To determine whether pro-cNGF displays on the yeast surface or whether the pro sequence is processed, wild-type cNGF, pro-cNGF and pro.v1-v4-cNGF were labeled with fluorescence conjugated antibodies against the C-terminal c-myc epitope tag and the N-terminal FLAG epitope tag. The percentage of cleavage was estimated by measuring the FLAG/c-myc ratios of pro-cNGF and pro.v1-v4-cNGF using the fluorescence mean values. As a control, these samples were compared with the ratio of cNGF (Burns et al., 2016) labeled exactly the same. In all cases, cells positive for c-myc were slightly positive for FLAG binding (Figure 4d), indicating that at least a portion of the pro sequence is proteolytically cleaved before display and suggesting that mature cNGF is displayed. All constructs, Pro.v1-v4-cNGF, showed from 88% to 96% of cleavage, meaning that a low percentage of the full-length pro-region is displayed on the yeast surface.

3.5 |. Conformational epitopes reveal similar profiles, but distinct epitopes, for tanezumab and all three mAbs

Using the pro.v4-cNGF yeast display construct we determined dissociation constants of tanezumab and mAbs #1–3 to cNGF. Yeast cells were incubated with varying amounts of mAb, washed, and labeled with secondary reagents prior to analysis by flow cytometry. Binding dissociation constants ranged from 143 ± 44 pM for mAb #3 to 800 ± 164 pM (1 s.d., n ≥ 3) for tanezumab (Figure 5, Supplementary Table S2). Interestingly, best fits of the Hill coefficient for these mAbs are all significantly below 1 (p-value <0.0106 one tail t-test; Table S2), indicating potential negative cooperativity between the dimeric displayed cNGF and dimeric mAb. Alternatively, Hill coefficients of less than 1 can arise for binding of non-equivalent binding sites. Since cNGF presumably exists in a range of folded conformations on the cell surface, both alternatives are plausible (Abeliovich, 2005).

FIGURE 5.

Binding titrations for surface-displayed pro.v4-cNGF for various mAbs. Each mAb was titrated at least three separate times on different days (error bars, 1.s.d. n ≥ 3)

Next, we determined the fine conformational epitopes of tanezumab and the three anti-cNGF mAbs using a previously developed method involving yeast surface display, nicking mutagenesis, and deep sequencing (Kowalsky, Faber, et al., 2015; Medina-Cucurella & Whitehead, 2018). The principle behind this method is that antigenic mutations that disrupt binding will map predominantly to the epitope positions recognized by the antibody. Compared with other epitope mapping strategies that collect the population that no longer binds antibody (Chao, Cochran, & Dane Wittrup, 2004; Mata-Fink et al., 2013), for our approach we collect the binding population. We then deep sequence the reference and binding populations. For each mutant, a relative binding term can be derived from the change in frequency of the bound population compared with a reference population. Shannon entropy (SE), a measure of sequence conservation, is then calculated. Positions with SE values less than or equal to the midpoint of the SE range are defined as belonging to the epitope (Kowalsky, Faber, et al., 2015).

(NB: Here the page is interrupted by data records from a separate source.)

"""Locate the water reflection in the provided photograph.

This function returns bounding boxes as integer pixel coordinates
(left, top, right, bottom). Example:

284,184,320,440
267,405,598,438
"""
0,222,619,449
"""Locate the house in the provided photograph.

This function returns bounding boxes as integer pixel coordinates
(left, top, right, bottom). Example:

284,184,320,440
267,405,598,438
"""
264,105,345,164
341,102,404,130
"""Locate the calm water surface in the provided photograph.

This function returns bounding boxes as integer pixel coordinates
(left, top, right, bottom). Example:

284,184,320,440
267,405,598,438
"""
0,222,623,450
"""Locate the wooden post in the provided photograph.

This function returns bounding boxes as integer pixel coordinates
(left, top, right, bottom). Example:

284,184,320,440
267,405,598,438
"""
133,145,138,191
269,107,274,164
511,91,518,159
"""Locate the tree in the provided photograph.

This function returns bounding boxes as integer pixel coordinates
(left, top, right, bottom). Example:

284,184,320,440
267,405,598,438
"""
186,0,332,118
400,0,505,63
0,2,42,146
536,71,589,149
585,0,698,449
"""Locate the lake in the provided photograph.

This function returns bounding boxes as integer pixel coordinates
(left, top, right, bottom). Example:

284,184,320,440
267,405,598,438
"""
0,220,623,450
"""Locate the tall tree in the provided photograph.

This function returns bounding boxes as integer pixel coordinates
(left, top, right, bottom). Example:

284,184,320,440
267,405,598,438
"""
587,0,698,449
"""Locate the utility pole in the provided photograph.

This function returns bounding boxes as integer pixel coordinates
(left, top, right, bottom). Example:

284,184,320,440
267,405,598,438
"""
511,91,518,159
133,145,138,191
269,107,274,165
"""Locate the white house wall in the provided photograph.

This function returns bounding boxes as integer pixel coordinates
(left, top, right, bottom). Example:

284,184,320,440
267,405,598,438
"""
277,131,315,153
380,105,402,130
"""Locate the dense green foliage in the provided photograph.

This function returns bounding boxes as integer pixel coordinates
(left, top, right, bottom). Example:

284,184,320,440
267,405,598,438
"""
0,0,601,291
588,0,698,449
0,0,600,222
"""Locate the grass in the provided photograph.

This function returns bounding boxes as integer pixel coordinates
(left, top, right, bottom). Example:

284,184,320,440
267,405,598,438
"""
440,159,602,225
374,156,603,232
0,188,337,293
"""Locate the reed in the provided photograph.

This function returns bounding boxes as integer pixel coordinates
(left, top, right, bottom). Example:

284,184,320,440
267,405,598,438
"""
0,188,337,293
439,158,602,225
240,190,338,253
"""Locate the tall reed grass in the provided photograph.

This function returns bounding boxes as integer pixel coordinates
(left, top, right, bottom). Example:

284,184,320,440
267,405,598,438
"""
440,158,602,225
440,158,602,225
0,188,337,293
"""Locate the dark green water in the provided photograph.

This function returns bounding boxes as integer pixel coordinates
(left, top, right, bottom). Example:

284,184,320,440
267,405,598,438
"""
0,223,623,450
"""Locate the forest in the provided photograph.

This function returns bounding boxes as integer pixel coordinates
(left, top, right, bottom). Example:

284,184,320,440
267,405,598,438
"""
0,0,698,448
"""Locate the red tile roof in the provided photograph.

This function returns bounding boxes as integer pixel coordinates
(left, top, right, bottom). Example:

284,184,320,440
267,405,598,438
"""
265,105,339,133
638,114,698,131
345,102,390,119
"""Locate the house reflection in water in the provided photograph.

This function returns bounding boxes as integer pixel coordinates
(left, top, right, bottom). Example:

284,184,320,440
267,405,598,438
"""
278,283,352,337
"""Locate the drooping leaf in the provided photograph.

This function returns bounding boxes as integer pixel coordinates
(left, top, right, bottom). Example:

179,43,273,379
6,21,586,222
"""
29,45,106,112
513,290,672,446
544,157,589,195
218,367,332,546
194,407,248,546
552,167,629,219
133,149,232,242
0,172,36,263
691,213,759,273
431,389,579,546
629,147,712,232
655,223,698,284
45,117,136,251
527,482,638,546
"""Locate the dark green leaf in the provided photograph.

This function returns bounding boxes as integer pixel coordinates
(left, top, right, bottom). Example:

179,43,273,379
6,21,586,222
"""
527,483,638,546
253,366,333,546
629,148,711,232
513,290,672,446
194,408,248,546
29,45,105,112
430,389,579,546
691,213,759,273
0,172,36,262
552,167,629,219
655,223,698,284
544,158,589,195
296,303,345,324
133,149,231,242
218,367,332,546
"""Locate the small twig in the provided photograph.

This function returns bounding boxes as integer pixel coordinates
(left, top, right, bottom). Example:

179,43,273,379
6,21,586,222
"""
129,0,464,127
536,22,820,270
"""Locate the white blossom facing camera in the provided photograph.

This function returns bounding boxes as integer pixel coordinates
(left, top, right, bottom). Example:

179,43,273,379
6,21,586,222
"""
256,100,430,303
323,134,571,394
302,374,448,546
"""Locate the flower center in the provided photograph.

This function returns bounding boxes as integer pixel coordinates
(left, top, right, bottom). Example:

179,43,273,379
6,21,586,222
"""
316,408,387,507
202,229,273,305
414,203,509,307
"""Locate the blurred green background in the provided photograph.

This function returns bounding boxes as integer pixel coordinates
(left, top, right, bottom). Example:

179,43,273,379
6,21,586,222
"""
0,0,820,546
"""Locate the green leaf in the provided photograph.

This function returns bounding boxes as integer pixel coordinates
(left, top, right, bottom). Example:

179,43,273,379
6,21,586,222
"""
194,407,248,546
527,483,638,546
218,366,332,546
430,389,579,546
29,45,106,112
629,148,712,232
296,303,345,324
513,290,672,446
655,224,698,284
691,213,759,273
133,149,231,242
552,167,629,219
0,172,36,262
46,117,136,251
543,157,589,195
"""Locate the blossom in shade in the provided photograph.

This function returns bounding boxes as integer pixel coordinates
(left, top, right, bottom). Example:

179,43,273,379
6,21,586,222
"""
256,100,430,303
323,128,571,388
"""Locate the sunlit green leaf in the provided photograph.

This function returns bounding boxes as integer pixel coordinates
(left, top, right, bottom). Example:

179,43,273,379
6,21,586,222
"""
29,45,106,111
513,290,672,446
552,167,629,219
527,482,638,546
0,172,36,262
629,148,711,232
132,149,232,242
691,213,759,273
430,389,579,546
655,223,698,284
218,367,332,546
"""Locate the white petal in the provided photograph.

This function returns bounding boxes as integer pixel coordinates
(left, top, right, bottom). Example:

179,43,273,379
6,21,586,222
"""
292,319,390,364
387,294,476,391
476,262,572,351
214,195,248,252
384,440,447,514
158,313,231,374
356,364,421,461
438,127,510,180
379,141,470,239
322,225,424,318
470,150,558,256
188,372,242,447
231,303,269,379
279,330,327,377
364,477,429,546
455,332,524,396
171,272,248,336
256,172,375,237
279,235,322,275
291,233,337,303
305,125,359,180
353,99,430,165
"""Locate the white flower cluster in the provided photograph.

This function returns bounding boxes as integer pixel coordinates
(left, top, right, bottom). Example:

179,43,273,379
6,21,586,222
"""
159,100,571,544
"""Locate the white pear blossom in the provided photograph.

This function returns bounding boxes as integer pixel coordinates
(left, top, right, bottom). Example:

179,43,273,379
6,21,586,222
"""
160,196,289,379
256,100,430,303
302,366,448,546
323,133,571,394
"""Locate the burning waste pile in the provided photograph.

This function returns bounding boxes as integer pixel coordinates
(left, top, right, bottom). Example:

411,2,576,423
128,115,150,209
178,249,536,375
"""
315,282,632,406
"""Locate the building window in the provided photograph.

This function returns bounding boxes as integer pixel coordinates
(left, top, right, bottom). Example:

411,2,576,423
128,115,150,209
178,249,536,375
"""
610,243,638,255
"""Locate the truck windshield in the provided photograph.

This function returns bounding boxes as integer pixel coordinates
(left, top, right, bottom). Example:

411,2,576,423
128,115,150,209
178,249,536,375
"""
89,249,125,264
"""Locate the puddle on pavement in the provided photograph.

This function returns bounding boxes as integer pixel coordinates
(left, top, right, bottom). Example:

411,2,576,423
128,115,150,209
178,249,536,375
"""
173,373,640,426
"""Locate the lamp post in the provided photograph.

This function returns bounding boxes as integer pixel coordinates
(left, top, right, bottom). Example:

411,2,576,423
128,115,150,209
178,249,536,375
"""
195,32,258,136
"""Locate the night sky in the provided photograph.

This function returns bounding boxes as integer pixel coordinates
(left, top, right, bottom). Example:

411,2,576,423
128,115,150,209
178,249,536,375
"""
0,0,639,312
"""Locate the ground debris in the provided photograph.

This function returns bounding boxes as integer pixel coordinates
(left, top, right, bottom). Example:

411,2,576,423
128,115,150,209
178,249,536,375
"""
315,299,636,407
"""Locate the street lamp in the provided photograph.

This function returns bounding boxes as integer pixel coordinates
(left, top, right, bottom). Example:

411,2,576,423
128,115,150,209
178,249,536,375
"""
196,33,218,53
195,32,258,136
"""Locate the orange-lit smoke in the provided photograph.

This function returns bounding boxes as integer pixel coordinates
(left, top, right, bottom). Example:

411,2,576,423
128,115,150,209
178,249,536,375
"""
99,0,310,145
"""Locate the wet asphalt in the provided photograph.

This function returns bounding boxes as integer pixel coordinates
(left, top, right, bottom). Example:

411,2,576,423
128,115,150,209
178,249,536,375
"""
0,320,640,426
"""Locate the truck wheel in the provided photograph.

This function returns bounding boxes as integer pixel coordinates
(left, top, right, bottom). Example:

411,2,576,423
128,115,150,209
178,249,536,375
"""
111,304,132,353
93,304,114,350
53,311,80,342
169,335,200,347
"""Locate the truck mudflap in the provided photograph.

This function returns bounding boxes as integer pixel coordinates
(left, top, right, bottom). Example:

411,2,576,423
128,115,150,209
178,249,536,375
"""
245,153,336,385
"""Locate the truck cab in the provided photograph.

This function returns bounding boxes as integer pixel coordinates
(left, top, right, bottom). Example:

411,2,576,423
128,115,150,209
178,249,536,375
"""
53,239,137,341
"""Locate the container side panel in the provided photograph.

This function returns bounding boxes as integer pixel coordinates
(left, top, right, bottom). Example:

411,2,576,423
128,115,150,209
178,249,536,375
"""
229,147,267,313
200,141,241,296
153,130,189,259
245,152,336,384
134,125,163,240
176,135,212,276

In this experiment, two SSM libraries of cNGF were constructed by nicking mutagenesis, labeled with biotinylated mAb at half of the experimentally determined dissociation constant (Table S2), sorted by FACS, and deep sequenced. SSM libraries covered an average of 95.6% of all possible single nonsynonymous mutations in cNGF (1,115/1,200 for library 1 covering cNGF positions 1–60 and 1,178/1,200 for library 2 covering positions 61–120). Full statistics of library coverage is given in Tables S5, and per-position cNGF heatmaps for all mAb epitopes are given in Figure 6a and Supplementary Figures S8–S11.

FIGURE 6.

Determination of the cNGF:tanezumab conformational epitope using deep sequencing. (a) A subset of the fitness metric per position heatmap of the top 7% bound population versus the reference population for tanezumab. Shannon entropy is plotted beneath with the midpoint cut-off shown as a dashed line. (b and c) Tanezumab epitope view at the interface core of each monomer (b) and as a homodimer mature structure (c). Positions colored in orange, blue, gray, and white are epitope, completely non-conserved, buried in the core, and non-conserved positions, respectively. (d-h) Close-up views of specific tanezumab:cNGF sidechain interactions. Molecular representation of the interaction was modeled on the solved tanezumab:hNGF structure (PDB ID: 4EDW)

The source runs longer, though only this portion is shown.